What you get by buying the smaller roll of tippet is portability and the ability to conveniently carry several different sizes.
When fly fishing you will need to adjust your tippet according to the size/type of fly you are using and to how leader shy the fish are.
A heavier/bulkier fly will require heavier tippet just to permit a well controlled delivery. If you are throwing very small dry flies you might need 7x or smaller tippet to reduce the line's effect on the fly as it floats in the water or to minimize the chance of spooking a trout.
In a given outing I regularly change my tippet (at the end of my leader) 3-4 times. Sometimes I'll increase the leader length by adding a bit of 4x, and then tying on 5x, and then some 6x - the idea is to drop down sizes as you go so that each subsequent section requires less energy to turn over - giving a smoother delivery.
Carrying large rolls of fluorocarbon isn't practical on the stream or bay. Also you may not be able to find large rolls of very fine tippet.
Yes. You can use whatever you want for the tippet. There is no fly fishing police that enforce tippet rules. Not like the police who enforce the fishing license rules, the barb-less hooks rules, or the targeting fish out of season rules.
Granted, your choices of tippet material may produce differing results but nothing works in every situation. Give it try and see what happens. If you're not happy with the results, try something else.
The other two answers are correct. You can use plain old nylon or fluorocarbon monofilament lines and save cash (with the pitfalls mentioned by the others).

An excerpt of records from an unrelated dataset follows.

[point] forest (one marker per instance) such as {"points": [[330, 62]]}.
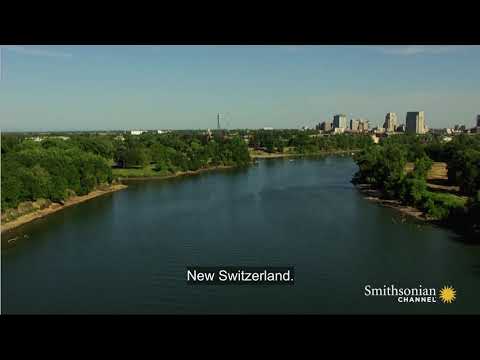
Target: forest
{"points": [[56, 168], [307, 142], [384, 167]]}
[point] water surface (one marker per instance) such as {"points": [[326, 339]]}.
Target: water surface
{"points": [[126, 252]]}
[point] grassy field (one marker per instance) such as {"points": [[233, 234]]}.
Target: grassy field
{"points": [[437, 172], [146, 171], [437, 184]]}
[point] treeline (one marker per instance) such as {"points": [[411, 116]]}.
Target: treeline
{"points": [[32, 171], [308, 141], [384, 167], [181, 152], [55, 168]]}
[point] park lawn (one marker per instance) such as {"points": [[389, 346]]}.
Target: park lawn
{"points": [[438, 170], [448, 198], [146, 171]]}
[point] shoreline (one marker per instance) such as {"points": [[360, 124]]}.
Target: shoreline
{"points": [[375, 196], [53, 208], [178, 174], [283, 155]]}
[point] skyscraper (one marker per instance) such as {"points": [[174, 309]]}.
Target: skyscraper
{"points": [[340, 121], [390, 122], [415, 122], [354, 124]]}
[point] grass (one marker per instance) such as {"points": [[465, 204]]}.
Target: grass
{"points": [[437, 172], [451, 199], [146, 171]]}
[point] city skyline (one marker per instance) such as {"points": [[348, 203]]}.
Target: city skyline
{"points": [[61, 88]]}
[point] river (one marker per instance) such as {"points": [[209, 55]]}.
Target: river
{"points": [[126, 252]]}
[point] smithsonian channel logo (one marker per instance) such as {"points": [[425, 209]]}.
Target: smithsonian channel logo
{"points": [[447, 294]]}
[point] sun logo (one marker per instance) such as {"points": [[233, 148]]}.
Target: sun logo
{"points": [[447, 294]]}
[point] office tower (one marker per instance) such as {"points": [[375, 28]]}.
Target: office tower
{"points": [[340, 121], [415, 122], [390, 122], [354, 124]]}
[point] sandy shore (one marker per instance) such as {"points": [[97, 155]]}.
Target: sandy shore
{"points": [[266, 155], [57, 207], [178, 174], [376, 196]]}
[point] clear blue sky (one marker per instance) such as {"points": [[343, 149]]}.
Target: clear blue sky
{"points": [[183, 87]]}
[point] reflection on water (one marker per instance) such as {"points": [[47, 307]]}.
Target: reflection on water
{"points": [[126, 252]]}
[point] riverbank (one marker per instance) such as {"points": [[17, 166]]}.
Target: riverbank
{"points": [[266, 155], [54, 207], [376, 196], [177, 174]]}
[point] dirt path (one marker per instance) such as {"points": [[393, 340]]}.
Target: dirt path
{"points": [[57, 207]]}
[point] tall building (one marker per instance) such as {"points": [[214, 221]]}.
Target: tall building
{"points": [[415, 122], [340, 121], [354, 124], [325, 126], [390, 122], [363, 125]]}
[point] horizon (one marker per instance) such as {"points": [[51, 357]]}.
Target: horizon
{"points": [[108, 88]]}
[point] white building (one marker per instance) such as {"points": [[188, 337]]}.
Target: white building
{"points": [[136, 132]]}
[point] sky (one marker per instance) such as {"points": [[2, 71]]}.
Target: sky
{"points": [[64, 88]]}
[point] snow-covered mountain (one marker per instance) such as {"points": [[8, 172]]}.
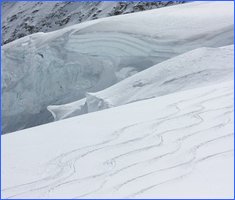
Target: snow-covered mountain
{"points": [[62, 66], [200, 67], [166, 76], [174, 146], [24, 18]]}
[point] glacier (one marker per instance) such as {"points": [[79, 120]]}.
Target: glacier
{"points": [[60, 67], [199, 67], [178, 145]]}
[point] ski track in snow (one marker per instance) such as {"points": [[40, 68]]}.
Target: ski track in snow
{"points": [[94, 55], [140, 157]]}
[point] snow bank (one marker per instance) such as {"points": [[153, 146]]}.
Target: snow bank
{"points": [[193, 69], [61, 66], [174, 146]]}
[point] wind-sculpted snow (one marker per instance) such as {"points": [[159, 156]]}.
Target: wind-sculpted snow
{"points": [[24, 18], [193, 69], [175, 146], [60, 67]]}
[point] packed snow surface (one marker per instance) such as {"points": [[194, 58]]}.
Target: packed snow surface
{"points": [[174, 146], [61, 66], [193, 69], [24, 18]]}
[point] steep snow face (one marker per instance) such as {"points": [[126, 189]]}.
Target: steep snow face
{"points": [[196, 68], [175, 146], [24, 18], [60, 67]]}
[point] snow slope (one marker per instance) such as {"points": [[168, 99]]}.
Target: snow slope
{"points": [[24, 18], [193, 69], [60, 67], [174, 146]]}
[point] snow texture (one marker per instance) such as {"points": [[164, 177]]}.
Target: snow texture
{"points": [[24, 18], [62, 66], [193, 69], [174, 146]]}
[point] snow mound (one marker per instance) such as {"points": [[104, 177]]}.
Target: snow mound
{"points": [[165, 147], [193, 69], [62, 66]]}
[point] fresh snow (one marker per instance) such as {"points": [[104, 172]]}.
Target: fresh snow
{"points": [[174, 146], [193, 69], [60, 67], [24, 18]]}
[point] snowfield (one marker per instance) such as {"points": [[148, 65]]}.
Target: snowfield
{"points": [[167, 79], [175, 146], [60, 67]]}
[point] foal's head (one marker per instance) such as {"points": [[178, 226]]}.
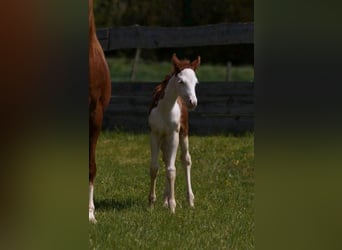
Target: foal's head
{"points": [[186, 80]]}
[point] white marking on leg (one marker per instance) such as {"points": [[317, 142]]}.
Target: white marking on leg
{"points": [[172, 144], [155, 145], [186, 162], [91, 204]]}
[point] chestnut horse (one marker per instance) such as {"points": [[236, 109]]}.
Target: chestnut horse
{"points": [[99, 97], [168, 121]]}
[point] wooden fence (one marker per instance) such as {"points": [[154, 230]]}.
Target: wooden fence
{"points": [[222, 107], [166, 37]]}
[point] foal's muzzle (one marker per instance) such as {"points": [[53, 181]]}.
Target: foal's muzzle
{"points": [[191, 102]]}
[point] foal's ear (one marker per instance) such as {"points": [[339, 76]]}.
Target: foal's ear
{"points": [[175, 61], [195, 63]]}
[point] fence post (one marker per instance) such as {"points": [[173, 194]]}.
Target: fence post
{"points": [[229, 71], [135, 63]]}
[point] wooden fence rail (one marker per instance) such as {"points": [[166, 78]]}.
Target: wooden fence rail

Keep in mind, however, that specialised tippet brands sometimes use better materials or do fancy things to their lines like coating them with UV or abrasion resistant materials, so you may want to go for them if you want good quality. It is possible to buy large bulky spools of specialised fly fishing tippet (like Stroft, incidentally one of the best in the market) from some brands, so you still get to save money.
According to manufacturers the diameter of tippet is closely controled therefore the breaking strength can be predicted at at certain diameter say .008" = 8lb.
Spinning rod line on a 110yd spool may have to be .010" to compensate for areas of the line that dip below that diameter.
Then the question would be how that .001" or .002" extra translates to fish landed. Probably not much right?